On to Saturday's championship game; Oregon is certainly going to try and exploit UCLA by using dribble penetration on offense and forcing someone other than Muhammad to beat the Ducks. The issues for the Bruins are the same as they've been for most of their games this year. The game may come down to two issues. The first is whether Altman, who has been able to outcoach Howland multiple times in his short tenure in Eugene, will be ready for the emergency tactical changes that Howland may employ, namely a zone defense. The other, and perhaps more important, may be the mental state of the Bruins. One of two things is going to happen, at least for this game; either the Bruins are going to feel sorry for themselves and for Adams and basically give a "mail it in" effort, or they are going to come out of the gates fired up to pick up their individual games to support their teammate and show the college basketball world that they can indeed be successful in spite of adversity. Apparently the four freshmen on the Bruins have grown quite close to each other and it is easy to see the Bruins playing as if they are on a mission.

Now, if Howland decides to go down with the proverbial ship and play strictly man defense and barely use Parker, then it really won't matter what kind of effort the Bruins give; they'll simply run out of gas. However, if the coach changes because of the extreme circumstances the Bruins are facing then I can reasonably see the Bruins coming out and having their emotion and fire carry them to the victory.

This game has now taken on added importance for the NCAA Tourney. As many BROs know, injuries, especially season-enders, are taken into account for seeding purposes. CBS Sports' Jerry Palm, generally acknowledged as the best NCAA bracket prognosticator, currently projects the Bruins as a 7-seed, clearly taking into account Adams' injury despite UCLA's win last night. UCLA has to be competitive against the Ducks. A bad loss on the scoreboard, because of Adams being lost for the season, could see UCLA's seed drop precipitously. It's a tough situation because the Bruins have a single game to prove to the selection committee that, in spite of Adams' loss, they deserve a high seed. That means the Bruins must at least keep tonight's game competitive. If the Bruins do that, then their seed shouldn't suffer much when the brackets are announced on Sunday. If the Bruins win, then there is every reason to believe that they will be seeded as if Adams' injury is relatively meaningless (which we all know isn't true, but that doesn't mean those on the committee in Indianapolis know the same thing).
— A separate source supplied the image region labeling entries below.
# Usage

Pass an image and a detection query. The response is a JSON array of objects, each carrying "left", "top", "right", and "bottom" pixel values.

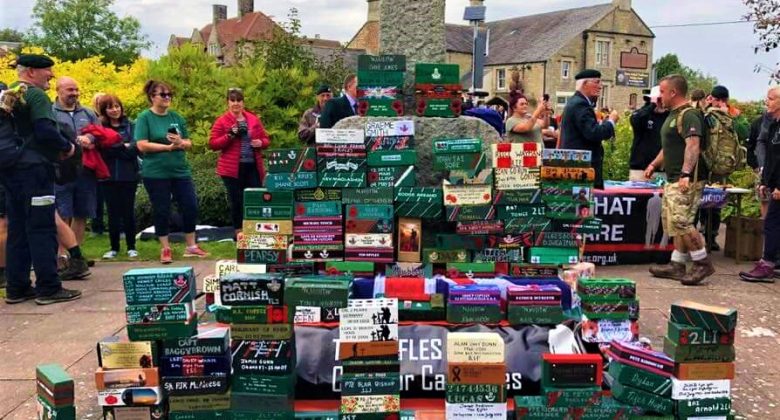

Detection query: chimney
[
  {"left": 212, "top": 4, "right": 227, "bottom": 25},
  {"left": 366, "top": 0, "right": 382, "bottom": 22},
  {"left": 238, "top": 0, "right": 255, "bottom": 18},
  {"left": 612, "top": 0, "right": 631, "bottom": 12}
]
Okay, time for the "homer" pick. Let's just do it; the Bruins, riding the emotion of picking up their teammate and themselves are going to play with an energy that will shock all of us. Howland is going to play Tony Parker at least 15 minutes and surprisingly is going to show Oregon a 2-3 zone on about 1/3 of the Ducks' possessions. Muhammad is going to make it a personal mission to carry the team, Powell is going shut down the man he's guarding and play with a renewed confidence on offense and Kyle Anderson is going to statistically step up his game across the board. The Bruins may not go far in the NCAAs because of the injury and associated depth issues, but just for tonight they are going to shock the college basketball world.